Communicability betweenness in complex networks

Ernesto Estrada,D. Higham,N. Hatano

Published 2009 in Physica A-statistical Mechanics and Its Applications

ABSTRACT

Betweenness measures provide quantitative tools to pick out fine details from the massive amount of interaction data that is available from large complex networks. They allow us to study the extent to which a node takes part when information is passed around the network. Nodes with high betweenness may be regarded as key players that have a highly active role. At one extreme, betweenness has been defined by considering information passing only through the shortest paths between pairs of nodes. At the other extreme, an alternative type of betweenness has been defined by considering all possible walks of any length. In this work, we propose a betweenness measure that lies between these two opposing viewpoints. We allow information to pass through all possible routes, but introduce a scaling so that longer walks carry less importance. This new definition shares a similar philosophy to that of communicability for pairs of nodes in a network, which was introduced by Estrada and Hatano [E. Estrada, N. Hatano, Phys. Rev. E 77 (2008) 036111]. Having defined this new communicability betweenness measure, we show that it can be characterized neatly in terms of the exponential of the adjacency matrix.
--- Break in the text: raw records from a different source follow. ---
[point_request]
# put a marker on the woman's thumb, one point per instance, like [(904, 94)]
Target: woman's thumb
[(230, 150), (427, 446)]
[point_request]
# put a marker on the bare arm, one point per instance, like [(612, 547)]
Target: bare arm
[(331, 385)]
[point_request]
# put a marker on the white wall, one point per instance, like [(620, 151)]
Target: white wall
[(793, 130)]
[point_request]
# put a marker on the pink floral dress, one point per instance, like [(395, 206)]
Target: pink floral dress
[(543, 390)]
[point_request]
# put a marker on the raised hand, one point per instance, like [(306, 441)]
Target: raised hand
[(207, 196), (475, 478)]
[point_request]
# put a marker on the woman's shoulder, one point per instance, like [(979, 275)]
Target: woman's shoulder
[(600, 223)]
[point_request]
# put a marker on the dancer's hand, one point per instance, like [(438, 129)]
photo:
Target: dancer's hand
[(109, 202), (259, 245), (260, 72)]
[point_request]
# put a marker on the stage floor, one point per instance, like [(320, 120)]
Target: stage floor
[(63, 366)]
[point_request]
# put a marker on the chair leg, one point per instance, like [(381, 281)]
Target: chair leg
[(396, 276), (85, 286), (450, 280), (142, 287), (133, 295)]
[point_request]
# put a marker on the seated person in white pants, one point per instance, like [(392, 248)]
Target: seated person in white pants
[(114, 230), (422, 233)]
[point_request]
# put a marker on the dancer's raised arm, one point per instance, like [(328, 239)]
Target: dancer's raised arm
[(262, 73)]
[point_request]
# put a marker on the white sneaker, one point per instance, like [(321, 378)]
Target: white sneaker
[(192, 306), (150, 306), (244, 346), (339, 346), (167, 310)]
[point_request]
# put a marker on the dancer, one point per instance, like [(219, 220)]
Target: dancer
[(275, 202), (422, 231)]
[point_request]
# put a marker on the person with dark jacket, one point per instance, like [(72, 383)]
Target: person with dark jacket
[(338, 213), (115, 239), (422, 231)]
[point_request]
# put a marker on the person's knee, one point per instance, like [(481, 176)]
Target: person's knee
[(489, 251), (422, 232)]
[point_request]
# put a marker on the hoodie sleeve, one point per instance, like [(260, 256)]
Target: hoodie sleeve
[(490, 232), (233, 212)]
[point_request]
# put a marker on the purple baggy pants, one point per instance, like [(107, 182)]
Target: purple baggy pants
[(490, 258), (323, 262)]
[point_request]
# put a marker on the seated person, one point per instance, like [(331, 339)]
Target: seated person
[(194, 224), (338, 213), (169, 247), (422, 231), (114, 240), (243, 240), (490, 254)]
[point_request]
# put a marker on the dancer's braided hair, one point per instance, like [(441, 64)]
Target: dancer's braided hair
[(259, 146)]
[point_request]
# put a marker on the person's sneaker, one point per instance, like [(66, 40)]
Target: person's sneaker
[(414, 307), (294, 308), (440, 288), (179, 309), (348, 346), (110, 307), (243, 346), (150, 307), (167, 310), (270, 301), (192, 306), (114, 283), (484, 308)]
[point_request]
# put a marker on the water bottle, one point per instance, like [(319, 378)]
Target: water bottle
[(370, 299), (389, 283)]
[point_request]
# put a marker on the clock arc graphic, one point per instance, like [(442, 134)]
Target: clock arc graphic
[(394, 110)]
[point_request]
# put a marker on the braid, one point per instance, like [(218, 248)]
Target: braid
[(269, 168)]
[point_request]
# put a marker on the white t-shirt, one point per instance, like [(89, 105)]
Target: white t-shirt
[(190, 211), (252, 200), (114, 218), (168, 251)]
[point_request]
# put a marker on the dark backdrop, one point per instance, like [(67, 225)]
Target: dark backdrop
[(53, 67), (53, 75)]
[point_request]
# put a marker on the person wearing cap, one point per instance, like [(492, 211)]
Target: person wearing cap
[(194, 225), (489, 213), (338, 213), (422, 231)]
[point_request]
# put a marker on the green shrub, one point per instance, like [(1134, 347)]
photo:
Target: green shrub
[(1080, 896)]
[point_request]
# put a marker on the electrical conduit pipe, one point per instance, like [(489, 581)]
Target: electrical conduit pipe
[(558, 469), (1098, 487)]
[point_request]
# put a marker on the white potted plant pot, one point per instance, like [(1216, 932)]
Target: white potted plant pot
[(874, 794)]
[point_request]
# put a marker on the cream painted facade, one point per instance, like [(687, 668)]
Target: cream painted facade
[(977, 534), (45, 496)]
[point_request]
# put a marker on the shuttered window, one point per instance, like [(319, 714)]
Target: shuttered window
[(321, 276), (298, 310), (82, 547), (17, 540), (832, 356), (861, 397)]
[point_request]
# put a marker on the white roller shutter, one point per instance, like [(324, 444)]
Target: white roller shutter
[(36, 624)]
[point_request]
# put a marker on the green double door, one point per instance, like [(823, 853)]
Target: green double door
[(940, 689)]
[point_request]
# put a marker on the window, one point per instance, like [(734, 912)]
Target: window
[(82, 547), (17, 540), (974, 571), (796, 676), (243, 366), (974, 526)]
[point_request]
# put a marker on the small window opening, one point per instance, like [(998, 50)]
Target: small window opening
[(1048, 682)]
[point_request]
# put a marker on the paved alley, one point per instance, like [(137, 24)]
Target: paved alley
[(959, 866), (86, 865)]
We also show that this measure is closely related to a Frechet derivative of the matrix exponential. This allows us to conclude that it also describes network sensitivity when the edges of a given node are subject to infinitesimally small perturbations. Using illustrative synthetic and real life networks, we show that the new betweenness measure behaves differently to existing versions, and in particular we show that it recovers meaningful biological information from a protein–protein interaction network.